I had a perfectly fine website. It was built with Next.js, had a nice template, deployed on Vercel. It worked. But something about it felt wrong -- it didn't feel like mine.
The Problem with Templates
Don't get me wrong, templates are great for getting started. But when you're a CS student trying to stand out, having a site that looks like every other developer portfolio on the internet isn't exactly ideal. I wanted something that reflected how I actually think about design -- minimal, intentional, no noise.
Going Back to Basics
So I did something that felt almost rebellious in 2026: I opened a blank index.html file and started writing plain HTML and CSS. No React. No build tools. No node_modules folder with 500MB of dependencies.
The best code is the code you don't have to write.

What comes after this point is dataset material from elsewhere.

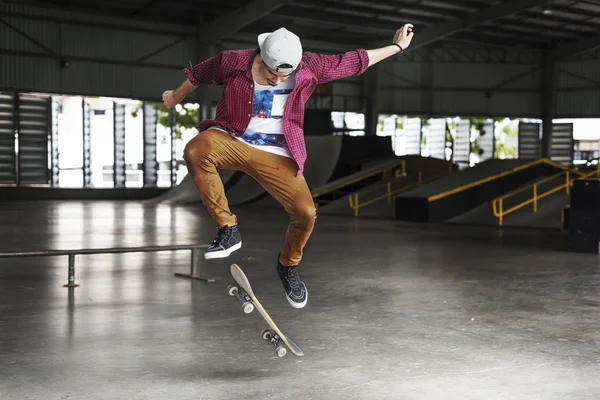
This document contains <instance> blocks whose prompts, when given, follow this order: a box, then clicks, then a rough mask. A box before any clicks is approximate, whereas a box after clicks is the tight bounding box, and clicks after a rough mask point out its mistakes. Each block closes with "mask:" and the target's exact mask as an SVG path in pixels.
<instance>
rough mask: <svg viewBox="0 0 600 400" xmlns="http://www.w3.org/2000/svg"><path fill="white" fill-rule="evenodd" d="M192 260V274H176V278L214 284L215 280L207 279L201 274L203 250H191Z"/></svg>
mask: <svg viewBox="0 0 600 400" xmlns="http://www.w3.org/2000/svg"><path fill="white" fill-rule="evenodd" d="M190 256H191V259H190V273H189V274H180V273H177V272H176V273H175V276H177V277H179V278H188V279H196V280H199V281H204V282H214V281H215V279H214V278H206V277H204V276H202V274H201V273H200V270H201V268H200V259H201V257H202V248H200V247H194V248H192V249H191V254H190Z"/></svg>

It was liberating. Every line of CSS was intentional. Every element had a purpose. I could see exactly what was happening without digging through component trees or state management libraries.
What I Learned
Building with vanilla HTML and CSS forced me to actually understand what I was doing. No abstractions to hide behind. When something didn't look right, I couldn't just install another package -- I had to figure out the CSS myself.
I spent time on the details that matter: typography, spacing, subtle animations. The kind of stuff that makes a site feel polished without screaming for attention. I drew inspiration from Apple's design language -- clean lines, lots of whitespace, and a focus on content.
The Result
What you're looking at right now is the result. It's fast (no JavaScript needed for the core experience), it's simple (just a few HTML files), and it's mine. Every pixel is a deliberate choice.
Sometimes the best way to learn is to strip everything back to fundamentals. Frameworks are powerful tools, but they can also be crutches. If you're a student building your first portfolio, I'd encourage you to try the vanilla approach at least once. You might be surprised by how much you learn.